While the findings from any such field studies must be considered provisional, due to the limited number of cases studied, the presence of recording equipment and the delay/self-reporting issues associated with the questionnaire, they do complement and augment findings from the more-studied, information-pull perspective. In terms of structural information, both perspectives suggest the importance of abstractions although this study suggests that abstractions addressing non-functional requirements play a larger role than previously reported. Likewise, both perspectives suggest the importance of an algorithmic view, but this study suggests more nuance: that newcomers appreciate the Algorithmic view only for complex code whereas experts tend to focus on code they have recently worked on, the core execution path through the system or code relevant to the newcomers’ upcoming tasks.

In the existing literature, finding the functionality associated with code is a core part of program comprehension theories but the need for design rationale information during program comprehension has had a more limited evidential basis. Similarly, this work extends our current knowledge of the temporal information imparted by experts. Here, the shifting nature of the system over time is prominent in experts’ explanations, whereby past, current and future changes are discussed in order to allow newcomers to appreciate time-dependent subtleties of the system, such as changes in conventions over time and temporary fixes that should not be relied on. The closest work in the literature to this work is that of Ragavan et al. (2016), where the utility of past temporal information is probed for a re-use based, information-pull, maintenance task.

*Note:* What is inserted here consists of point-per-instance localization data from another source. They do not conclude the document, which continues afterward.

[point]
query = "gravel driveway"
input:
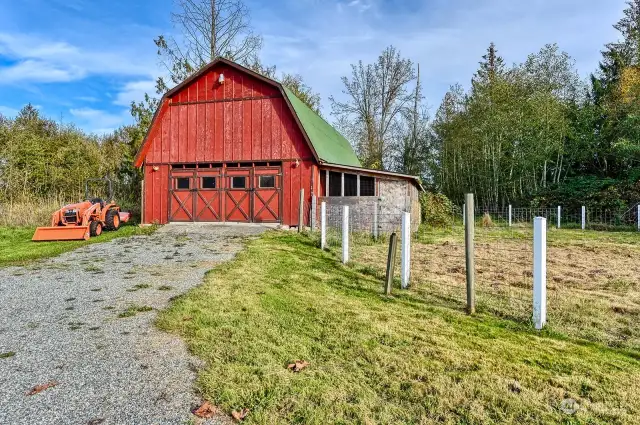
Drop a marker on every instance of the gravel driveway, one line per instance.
(83, 321)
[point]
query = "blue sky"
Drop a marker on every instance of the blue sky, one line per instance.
(84, 61)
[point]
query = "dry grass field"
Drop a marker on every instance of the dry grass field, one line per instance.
(593, 278)
(414, 357)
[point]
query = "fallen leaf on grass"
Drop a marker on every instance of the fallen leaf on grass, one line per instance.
(39, 388)
(206, 410)
(298, 365)
(239, 416)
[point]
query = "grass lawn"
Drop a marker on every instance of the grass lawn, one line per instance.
(403, 359)
(16, 246)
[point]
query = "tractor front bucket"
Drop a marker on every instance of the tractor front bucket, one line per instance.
(61, 233)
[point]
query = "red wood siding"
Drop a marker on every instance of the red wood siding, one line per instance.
(243, 120)
(295, 178)
(156, 194)
(249, 121)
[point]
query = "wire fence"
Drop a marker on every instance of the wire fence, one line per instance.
(591, 275)
(591, 218)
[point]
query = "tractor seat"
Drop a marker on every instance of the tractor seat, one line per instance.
(97, 201)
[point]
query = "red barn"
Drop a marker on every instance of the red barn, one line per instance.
(230, 145)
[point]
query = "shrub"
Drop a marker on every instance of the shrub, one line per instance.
(437, 210)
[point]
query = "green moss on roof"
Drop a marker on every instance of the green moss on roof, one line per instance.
(330, 145)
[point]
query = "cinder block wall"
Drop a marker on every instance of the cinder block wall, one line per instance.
(394, 198)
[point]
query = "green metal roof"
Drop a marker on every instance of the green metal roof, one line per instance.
(330, 145)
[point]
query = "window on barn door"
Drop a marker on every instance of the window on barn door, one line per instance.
(335, 184)
(183, 183)
(350, 185)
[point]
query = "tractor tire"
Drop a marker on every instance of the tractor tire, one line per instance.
(95, 228)
(112, 220)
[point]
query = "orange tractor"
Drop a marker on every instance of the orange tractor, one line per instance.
(84, 219)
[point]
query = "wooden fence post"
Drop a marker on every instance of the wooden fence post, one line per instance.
(375, 220)
(391, 262)
(345, 234)
(405, 252)
(469, 231)
(539, 272)
(301, 212)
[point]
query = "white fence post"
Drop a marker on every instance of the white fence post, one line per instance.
(464, 217)
(375, 220)
(323, 225)
(313, 212)
(405, 253)
(539, 272)
(345, 234)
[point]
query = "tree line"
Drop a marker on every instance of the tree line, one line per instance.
(530, 134)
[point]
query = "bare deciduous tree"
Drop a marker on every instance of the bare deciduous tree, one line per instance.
(207, 29)
(377, 94)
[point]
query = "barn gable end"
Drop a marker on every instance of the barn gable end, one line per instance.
(243, 119)
(228, 144)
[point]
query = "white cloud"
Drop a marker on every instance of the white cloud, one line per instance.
(8, 112)
(40, 72)
(99, 121)
(134, 91)
(447, 37)
(37, 59)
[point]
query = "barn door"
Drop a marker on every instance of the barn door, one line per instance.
(237, 199)
(267, 193)
(208, 198)
(181, 190)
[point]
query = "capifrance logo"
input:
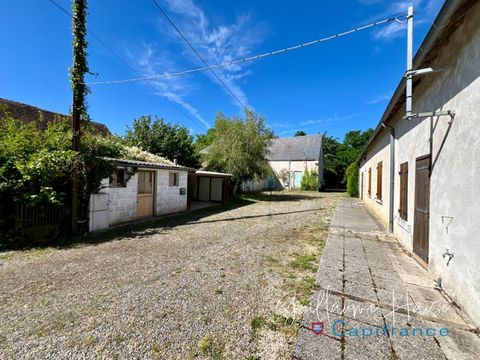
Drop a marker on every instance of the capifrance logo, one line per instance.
(342, 328)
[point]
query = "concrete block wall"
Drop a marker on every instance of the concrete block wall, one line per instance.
(168, 198)
(122, 202)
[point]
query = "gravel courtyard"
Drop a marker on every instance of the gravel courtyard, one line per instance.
(211, 284)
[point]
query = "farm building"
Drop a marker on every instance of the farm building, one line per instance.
(420, 175)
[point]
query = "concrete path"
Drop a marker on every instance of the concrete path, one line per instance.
(373, 301)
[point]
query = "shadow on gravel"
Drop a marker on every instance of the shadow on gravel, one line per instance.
(159, 225)
(136, 229)
(257, 216)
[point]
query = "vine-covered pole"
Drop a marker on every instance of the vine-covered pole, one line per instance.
(80, 91)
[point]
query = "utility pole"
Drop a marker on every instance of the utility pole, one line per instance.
(408, 85)
(80, 90)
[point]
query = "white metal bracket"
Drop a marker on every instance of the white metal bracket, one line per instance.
(426, 71)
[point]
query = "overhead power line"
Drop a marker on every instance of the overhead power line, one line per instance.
(251, 58)
(197, 53)
(122, 60)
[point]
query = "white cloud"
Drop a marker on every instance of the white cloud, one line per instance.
(216, 43)
(378, 99)
(369, 2)
(175, 89)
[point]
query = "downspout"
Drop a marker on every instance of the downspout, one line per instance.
(392, 176)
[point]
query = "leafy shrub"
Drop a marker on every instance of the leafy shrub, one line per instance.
(37, 167)
(309, 180)
(352, 179)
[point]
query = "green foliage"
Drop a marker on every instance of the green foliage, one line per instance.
(240, 147)
(300, 133)
(204, 140)
(164, 139)
(338, 156)
(309, 180)
(352, 179)
(38, 166)
(80, 64)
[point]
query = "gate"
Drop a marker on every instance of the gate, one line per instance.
(422, 207)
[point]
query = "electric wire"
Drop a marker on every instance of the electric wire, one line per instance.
(122, 60)
(198, 54)
(250, 58)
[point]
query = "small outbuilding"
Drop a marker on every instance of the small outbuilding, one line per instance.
(137, 190)
(208, 186)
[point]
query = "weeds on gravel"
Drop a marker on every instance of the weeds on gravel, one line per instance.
(304, 262)
(156, 349)
(286, 325)
(210, 348)
(256, 324)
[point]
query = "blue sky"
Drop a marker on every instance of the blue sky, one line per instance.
(336, 86)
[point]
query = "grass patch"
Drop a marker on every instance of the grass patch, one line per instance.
(6, 256)
(272, 260)
(304, 262)
(256, 325)
(89, 340)
(208, 347)
(156, 349)
(286, 325)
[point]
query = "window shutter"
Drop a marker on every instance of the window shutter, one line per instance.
(403, 190)
(379, 180)
(369, 181)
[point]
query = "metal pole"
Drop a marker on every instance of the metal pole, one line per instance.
(392, 179)
(408, 95)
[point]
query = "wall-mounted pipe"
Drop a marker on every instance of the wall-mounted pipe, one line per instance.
(392, 177)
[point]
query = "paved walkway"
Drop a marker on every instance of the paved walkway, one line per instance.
(376, 302)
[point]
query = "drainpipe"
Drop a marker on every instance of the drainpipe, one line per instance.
(392, 176)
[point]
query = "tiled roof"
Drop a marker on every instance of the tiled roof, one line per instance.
(296, 148)
(28, 113)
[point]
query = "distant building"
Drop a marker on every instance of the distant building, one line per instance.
(289, 158)
(28, 113)
(421, 176)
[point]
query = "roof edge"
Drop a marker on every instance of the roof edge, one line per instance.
(445, 13)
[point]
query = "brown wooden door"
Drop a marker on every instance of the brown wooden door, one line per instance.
(422, 207)
(361, 185)
(145, 193)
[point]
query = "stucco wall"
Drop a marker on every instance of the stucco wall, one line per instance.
(455, 151)
(278, 166)
(168, 199)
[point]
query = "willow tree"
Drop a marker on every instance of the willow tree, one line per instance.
(240, 147)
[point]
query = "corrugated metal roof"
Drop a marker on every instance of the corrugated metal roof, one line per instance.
(148, 164)
(295, 148)
(212, 173)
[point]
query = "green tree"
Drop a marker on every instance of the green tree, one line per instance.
(309, 181)
(37, 167)
(240, 147)
(339, 155)
(164, 139)
(204, 140)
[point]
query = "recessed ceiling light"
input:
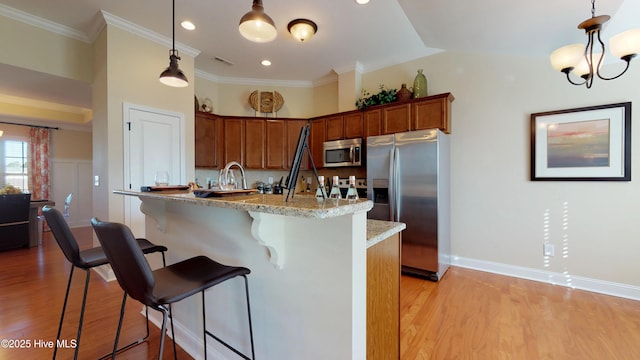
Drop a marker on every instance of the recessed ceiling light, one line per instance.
(188, 25)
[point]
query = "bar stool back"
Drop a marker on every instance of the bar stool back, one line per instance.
(86, 260)
(160, 288)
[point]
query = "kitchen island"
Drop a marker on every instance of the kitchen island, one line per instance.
(308, 261)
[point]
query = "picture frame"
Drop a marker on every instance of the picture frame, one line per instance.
(583, 144)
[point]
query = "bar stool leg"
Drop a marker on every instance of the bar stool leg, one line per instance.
(64, 308)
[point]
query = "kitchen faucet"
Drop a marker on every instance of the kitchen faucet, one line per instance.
(224, 174)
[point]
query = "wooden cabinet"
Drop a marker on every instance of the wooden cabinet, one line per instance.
(208, 142)
(372, 122)
(383, 299)
(432, 112)
(276, 144)
(259, 143)
(396, 118)
(234, 140)
(254, 137)
(293, 133)
(317, 138)
(353, 125)
(335, 128)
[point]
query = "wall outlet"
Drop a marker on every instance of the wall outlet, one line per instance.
(548, 249)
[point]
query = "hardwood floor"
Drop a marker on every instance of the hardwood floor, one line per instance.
(467, 315)
(477, 315)
(32, 285)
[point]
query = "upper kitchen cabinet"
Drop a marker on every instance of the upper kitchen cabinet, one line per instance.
(432, 112)
(396, 118)
(255, 131)
(334, 127)
(317, 137)
(233, 140)
(372, 119)
(276, 144)
(353, 125)
(208, 140)
(293, 134)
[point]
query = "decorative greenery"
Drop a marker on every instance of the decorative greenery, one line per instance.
(384, 96)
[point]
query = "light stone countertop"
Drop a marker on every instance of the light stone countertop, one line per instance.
(378, 230)
(299, 205)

Finally, this study supports the continued importance of plans and beacons for comprehending and discussing code. However, languages and programming paradigms have developed since beacons were first investigated, and systems have grown larger. These factors are evidenced by the chunking of plans at package and project level found in this study.

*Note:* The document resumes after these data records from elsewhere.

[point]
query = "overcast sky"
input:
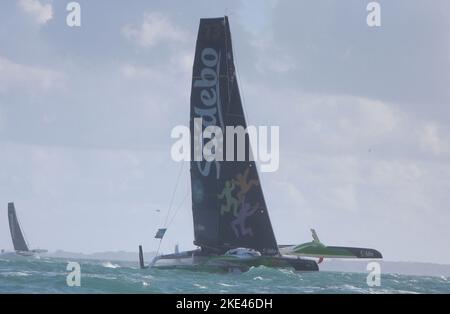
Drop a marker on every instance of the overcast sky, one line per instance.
(364, 116)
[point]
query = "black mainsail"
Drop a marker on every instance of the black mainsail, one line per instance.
(16, 232)
(231, 221)
(228, 204)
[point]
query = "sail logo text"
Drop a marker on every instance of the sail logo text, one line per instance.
(235, 147)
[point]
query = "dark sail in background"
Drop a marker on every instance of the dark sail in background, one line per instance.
(16, 233)
(228, 204)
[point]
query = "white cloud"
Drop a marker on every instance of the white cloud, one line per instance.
(14, 75)
(431, 140)
(155, 28)
(41, 13)
(130, 71)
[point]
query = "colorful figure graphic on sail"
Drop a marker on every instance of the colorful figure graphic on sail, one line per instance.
(231, 202)
(238, 224)
(244, 184)
(240, 209)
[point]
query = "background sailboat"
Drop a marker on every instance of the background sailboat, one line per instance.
(20, 244)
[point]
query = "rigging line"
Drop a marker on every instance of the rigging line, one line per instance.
(173, 194)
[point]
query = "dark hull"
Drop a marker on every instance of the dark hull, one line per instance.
(198, 261)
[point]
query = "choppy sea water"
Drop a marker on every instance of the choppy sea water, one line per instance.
(48, 275)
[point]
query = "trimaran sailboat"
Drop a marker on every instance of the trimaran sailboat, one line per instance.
(20, 244)
(231, 221)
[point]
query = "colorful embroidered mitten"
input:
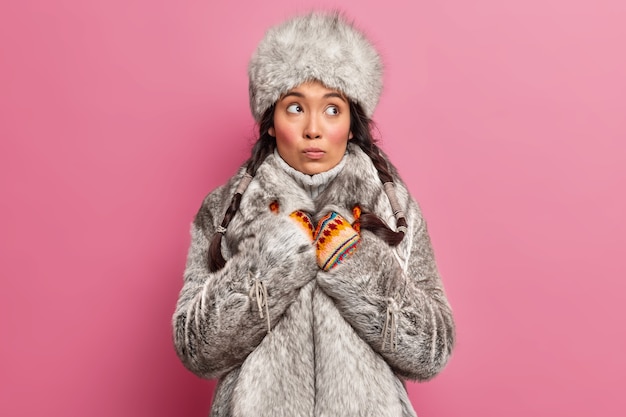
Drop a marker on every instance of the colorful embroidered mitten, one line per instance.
(335, 239)
(304, 221)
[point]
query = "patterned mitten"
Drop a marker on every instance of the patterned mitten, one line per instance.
(335, 240)
(304, 221)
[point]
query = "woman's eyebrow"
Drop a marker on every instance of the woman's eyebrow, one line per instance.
(300, 95)
(333, 94)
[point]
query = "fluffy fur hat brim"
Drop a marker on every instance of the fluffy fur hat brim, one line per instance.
(318, 46)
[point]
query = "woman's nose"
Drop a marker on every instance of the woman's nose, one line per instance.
(312, 129)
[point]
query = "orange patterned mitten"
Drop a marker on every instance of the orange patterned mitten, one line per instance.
(335, 240)
(304, 221)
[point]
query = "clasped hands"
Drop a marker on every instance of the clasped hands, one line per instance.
(335, 239)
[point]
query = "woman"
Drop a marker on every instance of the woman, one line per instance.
(311, 287)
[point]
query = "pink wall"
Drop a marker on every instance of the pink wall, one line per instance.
(507, 120)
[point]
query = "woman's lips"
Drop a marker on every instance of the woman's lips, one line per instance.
(314, 153)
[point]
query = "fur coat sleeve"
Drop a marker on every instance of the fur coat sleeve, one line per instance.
(396, 305)
(219, 318)
(393, 297)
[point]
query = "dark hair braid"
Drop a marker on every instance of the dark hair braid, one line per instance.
(263, 147)
(361, 127)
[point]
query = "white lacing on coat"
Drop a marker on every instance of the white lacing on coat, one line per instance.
(390, 329)
(258, 292)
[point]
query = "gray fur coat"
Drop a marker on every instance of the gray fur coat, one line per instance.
(325, 354)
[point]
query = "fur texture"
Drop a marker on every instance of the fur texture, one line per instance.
(324, 355)
(318, 46)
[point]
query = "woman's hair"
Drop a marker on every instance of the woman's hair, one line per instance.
(361, 128)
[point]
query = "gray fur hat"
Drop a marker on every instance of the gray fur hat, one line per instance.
(318, 46)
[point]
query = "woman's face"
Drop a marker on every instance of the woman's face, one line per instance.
(312, 127)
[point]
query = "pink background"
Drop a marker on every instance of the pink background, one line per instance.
(506, 119)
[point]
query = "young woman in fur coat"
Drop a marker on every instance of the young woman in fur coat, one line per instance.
(310, 287)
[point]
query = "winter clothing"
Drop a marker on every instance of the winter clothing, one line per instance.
(319, 46)
(341, 341)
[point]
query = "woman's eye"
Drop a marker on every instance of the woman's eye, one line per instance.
(332, 111)
(294, 108)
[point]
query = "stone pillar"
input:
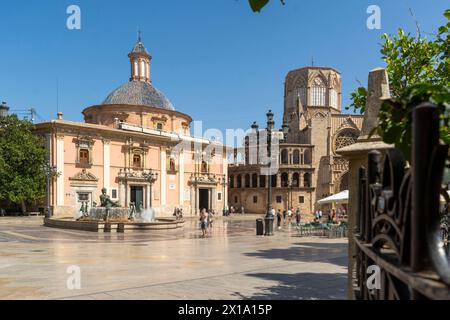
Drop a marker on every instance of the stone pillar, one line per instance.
(122, 195)
(378, 89)
(163, 176)
(106, 164)
(181, 178)
(60, 169)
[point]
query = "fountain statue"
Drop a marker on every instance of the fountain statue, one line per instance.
(106, 202)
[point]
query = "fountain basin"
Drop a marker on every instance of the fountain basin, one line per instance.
(113, 226)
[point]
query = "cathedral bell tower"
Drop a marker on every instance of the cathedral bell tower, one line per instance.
(140, 62)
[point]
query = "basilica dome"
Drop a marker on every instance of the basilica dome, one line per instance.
(139, 93)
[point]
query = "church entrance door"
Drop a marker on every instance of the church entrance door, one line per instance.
(137, 196)
(203, 199)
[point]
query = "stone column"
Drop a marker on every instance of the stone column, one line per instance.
(163, 177)
(181, 177)
(106, 164)
(122, 194)
(378, 89)
(60, 169)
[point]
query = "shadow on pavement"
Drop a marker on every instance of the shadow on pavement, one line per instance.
(300, 286)
(334, 253)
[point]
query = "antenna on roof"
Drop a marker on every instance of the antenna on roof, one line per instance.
(139, 34)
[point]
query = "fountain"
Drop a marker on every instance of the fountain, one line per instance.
(110, 216)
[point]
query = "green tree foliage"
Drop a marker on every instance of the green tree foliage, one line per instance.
(257, 5)
(22, 162)
(419, 71)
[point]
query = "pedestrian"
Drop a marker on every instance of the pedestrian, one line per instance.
(204, 222)
(279, 219)
(210, 219)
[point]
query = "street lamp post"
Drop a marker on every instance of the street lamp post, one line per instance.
(151, 178)
(224, 184)
(50, 172)
(269, 217)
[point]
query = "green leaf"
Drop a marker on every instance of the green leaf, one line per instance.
(257, 5)
(447, 14)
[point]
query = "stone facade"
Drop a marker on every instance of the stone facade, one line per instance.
(309, 167)
(134, 133)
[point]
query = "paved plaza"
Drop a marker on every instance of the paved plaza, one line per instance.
(232, 263)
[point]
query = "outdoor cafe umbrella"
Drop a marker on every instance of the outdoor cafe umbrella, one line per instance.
(341, 197)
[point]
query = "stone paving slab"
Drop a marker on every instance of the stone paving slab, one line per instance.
(232, 263)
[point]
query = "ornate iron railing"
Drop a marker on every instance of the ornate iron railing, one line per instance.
(403, 221)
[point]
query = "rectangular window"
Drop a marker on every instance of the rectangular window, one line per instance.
(137, 161)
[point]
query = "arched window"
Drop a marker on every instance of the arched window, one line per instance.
(84, 156)
(284, 156)
(318, 93)
(274, 181)
(284, 180)
(137, 161)
(295, 180)
(172, 164)
(345, 138)
(254, 180)
(296, 157)
(333, 98)
(247, 180)
(307, 159)
(262, 181)
(307, 180)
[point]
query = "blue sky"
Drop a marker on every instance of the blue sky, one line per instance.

Future work will be directed at growing the body of empirical evidence in this area, perhaps by gathering more data from onboarding sessions or from online videos of experts describing their systems (MacLeod et al. 2015). It will assess the factors that prompt certain views: for example, there is some evidence from the study suggesting that the importance of the Temporal view is related to team-size and ownership policies. Likewise, as researchers find and validate more accurate assessment instruments for developer experience, it would be interesting to look, in a more finely grained way (Feigenspan et al. 2012), at how past experience/ability affects the communication between the newcomer and the expert. It would also be interesting to study delocalised onboarding sessions in which communication is electronically mediated as standard. This would lessen any observer effects but would bring to the fore other issues with offshore development projects such as cultural differences and language barriers.

Finally, while some experts prepared for sessions by previewing the relevant code, others did not, and it was common for them to mis-remember code, leading to explanations ‘on the fly’. This may be a temporal issue, where other programmers have changed the code or the expert has not visited the code in a long time. Alternatively, it may be a comprehension issue, given that experts may have trouble remembering some code (Soloway and Ehrlich 1984). Future work will investigate whether these issues are accounted for in models of developers’ degree-of-knowledge of code (Fritz et al. 2010) and whether such models assist experts by recommending areas for review before conducting an onboarding session.